Pada bab kesepuluh, Yang Muda Yang Bercinta, telah dijelaskan bahwa mempunyai cinta tidak mengharuskan mengumbar cinta. Mencintai tidak berarti membolehkan segala yang dilarang Allah. Menunda cinta sampai pada waktunya, itulah kata yang tepat. Jangan menodai  cinta dengan mengatasnamakan cinta atas pekerjaan nafsu. Bila memang belum saatnya, jangan memaksa. Mungkin waktu memang guru yang paling tepat untuk mengajari cinta agar ia sejati.
Pada bab yang terakhir terdapat beberapa tips bagaimana seharusnya kita mempersiapkan diri menuju cinta hakiki, jenjang pernikahan yang diridhai Allah. Pertama, mari memantaskan diri menjadi seorang suami atau istri yang baik bagi keluarga kita kelak, sehingga pantas bagi kita untuk dipilih dalam membangun mahligai pernikahan. Kedua, dengan meminta perantara kepada seseorang yang telah menikah, yang tentunya memiliki informasi dari pasangannya. Ketiga, lakukan apa-apa yang diwajibkan oleh Allah. Keempat, tambahkan dengan perkara-perkara sunnah.
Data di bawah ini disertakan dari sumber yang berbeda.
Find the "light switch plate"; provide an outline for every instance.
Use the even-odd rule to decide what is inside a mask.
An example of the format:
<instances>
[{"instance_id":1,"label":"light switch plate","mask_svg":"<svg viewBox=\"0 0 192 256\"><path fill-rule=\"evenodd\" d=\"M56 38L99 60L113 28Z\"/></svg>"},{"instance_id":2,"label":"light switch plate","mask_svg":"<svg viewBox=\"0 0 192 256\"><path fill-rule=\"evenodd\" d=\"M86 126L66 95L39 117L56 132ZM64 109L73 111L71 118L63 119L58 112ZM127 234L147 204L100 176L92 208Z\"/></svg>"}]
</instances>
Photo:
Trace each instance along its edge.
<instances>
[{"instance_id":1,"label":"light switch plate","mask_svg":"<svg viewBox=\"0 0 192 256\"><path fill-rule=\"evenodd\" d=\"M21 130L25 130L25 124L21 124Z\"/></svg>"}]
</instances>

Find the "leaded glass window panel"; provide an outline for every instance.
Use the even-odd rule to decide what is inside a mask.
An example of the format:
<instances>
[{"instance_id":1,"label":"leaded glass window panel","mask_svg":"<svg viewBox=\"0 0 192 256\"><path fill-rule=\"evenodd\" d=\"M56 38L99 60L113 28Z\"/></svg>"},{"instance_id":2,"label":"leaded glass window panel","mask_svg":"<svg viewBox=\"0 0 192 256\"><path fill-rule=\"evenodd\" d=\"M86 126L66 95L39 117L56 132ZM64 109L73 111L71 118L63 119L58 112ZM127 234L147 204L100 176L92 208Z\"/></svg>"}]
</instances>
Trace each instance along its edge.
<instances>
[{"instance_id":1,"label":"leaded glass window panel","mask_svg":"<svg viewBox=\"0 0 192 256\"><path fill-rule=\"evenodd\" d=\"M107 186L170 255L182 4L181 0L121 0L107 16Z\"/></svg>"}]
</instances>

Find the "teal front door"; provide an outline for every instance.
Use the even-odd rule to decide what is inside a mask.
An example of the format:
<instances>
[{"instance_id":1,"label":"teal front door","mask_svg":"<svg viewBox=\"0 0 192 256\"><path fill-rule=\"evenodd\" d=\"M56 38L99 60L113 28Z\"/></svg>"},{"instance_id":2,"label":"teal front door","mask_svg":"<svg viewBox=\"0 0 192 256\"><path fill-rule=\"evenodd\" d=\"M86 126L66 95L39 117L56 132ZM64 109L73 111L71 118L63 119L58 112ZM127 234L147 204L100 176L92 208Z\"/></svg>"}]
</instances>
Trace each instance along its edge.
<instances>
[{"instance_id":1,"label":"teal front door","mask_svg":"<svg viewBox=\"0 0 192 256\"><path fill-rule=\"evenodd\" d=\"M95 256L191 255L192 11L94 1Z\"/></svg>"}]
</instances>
Kelebihannya, buku ini sangat menarik dan atraktif, karena setiap analogi cerdas yang diungkapkan itu disertai visualisasi yang keren, dijamin gaya icon-icon gambar pada buku ini tidak membuat kita bosan untuk terus membaca buku ini. Mereka setia menemani ekspresi yang kita buat, ada sedih, senang, jengkel bahkan pipi yang bersemu merah turut membuat hati kita jadi hangat. 
Tapi menurut saya buku ini karena bernuansa pink mencolok sehingga kurang pantas kalau lelaki membaca buku pink ini di tempat umum, jadi sebaiknya ada yang warna biru, tapi otomatis akan mengubah isi dari bukunya mungkin sehingga bahasannya lebih pada objek lelaki. Walaupun demikian, isinya ternyata tidak hanya diperuntukan untuk perempuan, tapi untuk lelaki juga.

Namun ada beberapa catatan yang bisa menjadi perhatian untuk upaya penyempurnaan buku ini. Perlu konsisten terutama saat memuat ayat-ayat Al Quran. Di mana ada sebagian yang memakai tanda baca (harakaat) ada juga yang tidak (gundul). Menurut saya perlu ditambahkan tanda baca serta ditambahkan cara bacanya juga biar yang belum bisa baca bisa belajar membaca ayat Al Quran dengan buku ini.